For this blog post, I would like to share my exploration of three different lexicons in R’s tidytext from my last post on sentiment analysis. This is also an opportunity to re-ground oneself in tidy data1 principles, and showcase the tidytext package. The simplicity and efficiency of tidytext will allow you to get creative with your analysis using three very different output options.
Using Brontë’s Wuthering Heights, the table below illustrates the output of the three lexicons. I have also included, under each of the headers, a topline description of each lexicon.
As you can see by each output generated, the lexicon will impact how you summarize and assess your project.
It is important to note that the tidytext package is firmly grounded in tidy data principles, where “each variable is a column, each observation is a row, and each type of observational unit is a table.”1 The unnest_tokens() function breaks text into individual tokens (tokenization) with a tidy data structure; hence the output above. Couple this with the built-in stop_words function, and your text project is ready for analysis in minutes (see this in action with the github link below). All of this made me hungry for an overall approach to text mining which I hope will help you as well.
As a structuralist, I found a succinct workflow in Text Mining with R by Julia Silge & David Robinson, further affirming my love for tidytext.
As per the workflow, the next step is to summarize (and assess) the output from the three sentiment lexicons.
#summarize arc > lxw1 %>% > inner_join(get_sentiments("nrc")) %>% > count(sentiment,sort=T) #summarize "bing" > lxw1 %>% > inner_join(get_sentiments("bing")) %>% > count(sentiment,sort=T) #summarize "affin" opted for sort=F to see distribution across all scores > lxw1 %>% > inner_join(get_sentiments("afinn")) %>% > count(score,sort=F)

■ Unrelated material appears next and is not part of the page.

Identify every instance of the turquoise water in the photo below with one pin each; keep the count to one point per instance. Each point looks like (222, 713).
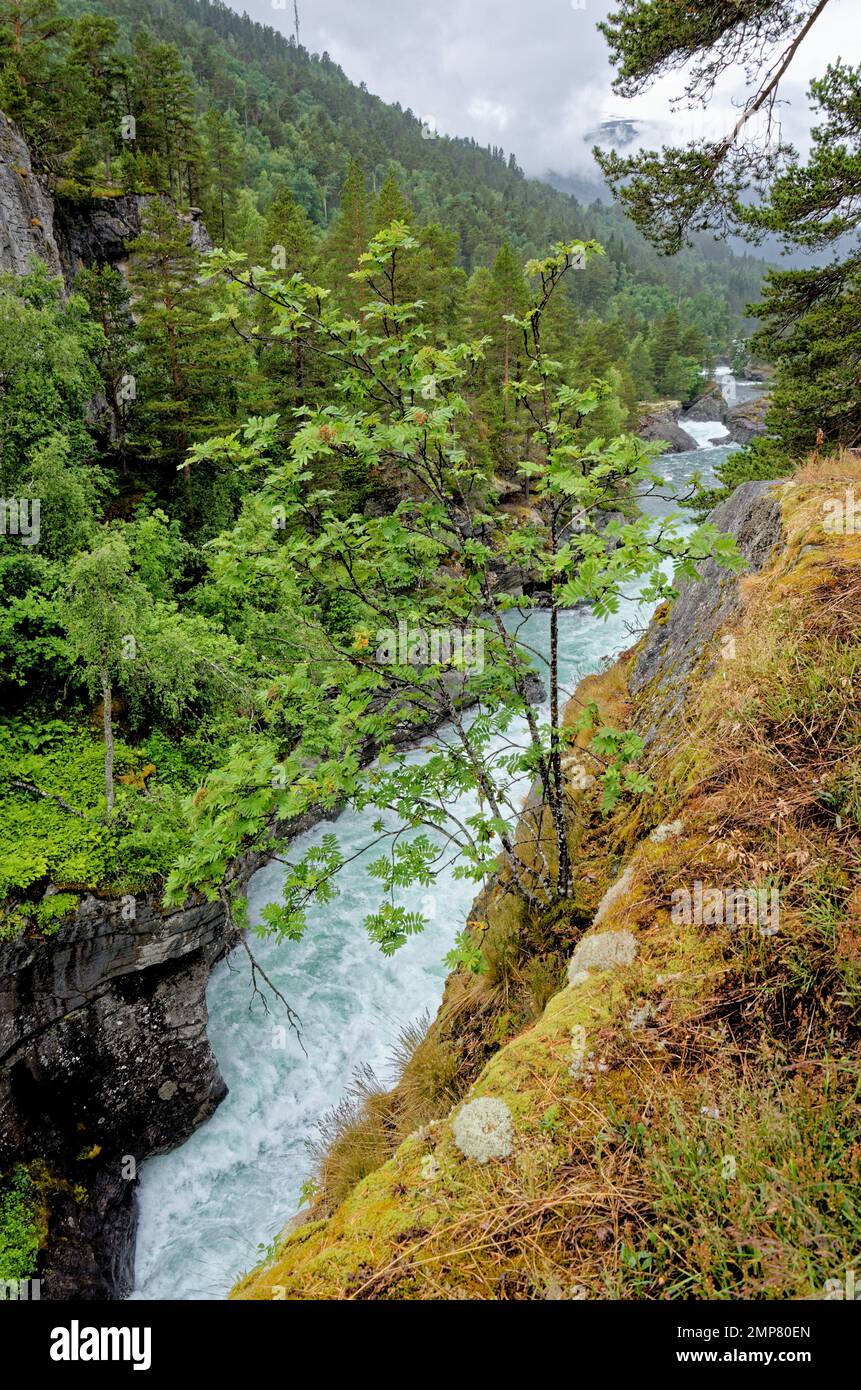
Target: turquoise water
(205, 1208)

I hope this quick preview will help jumpstart your next text sentiment project and help you visualize where you want to take it. Don’t forget the workflow guide above.
As for those of you wondering if something was missed, yes, I have stopped short of the visualization which is another whole discussion! Happy text mining!
1Hadley Wickham, “Tidy Data,” Journal of Statistical Software (Volume 59, 2014).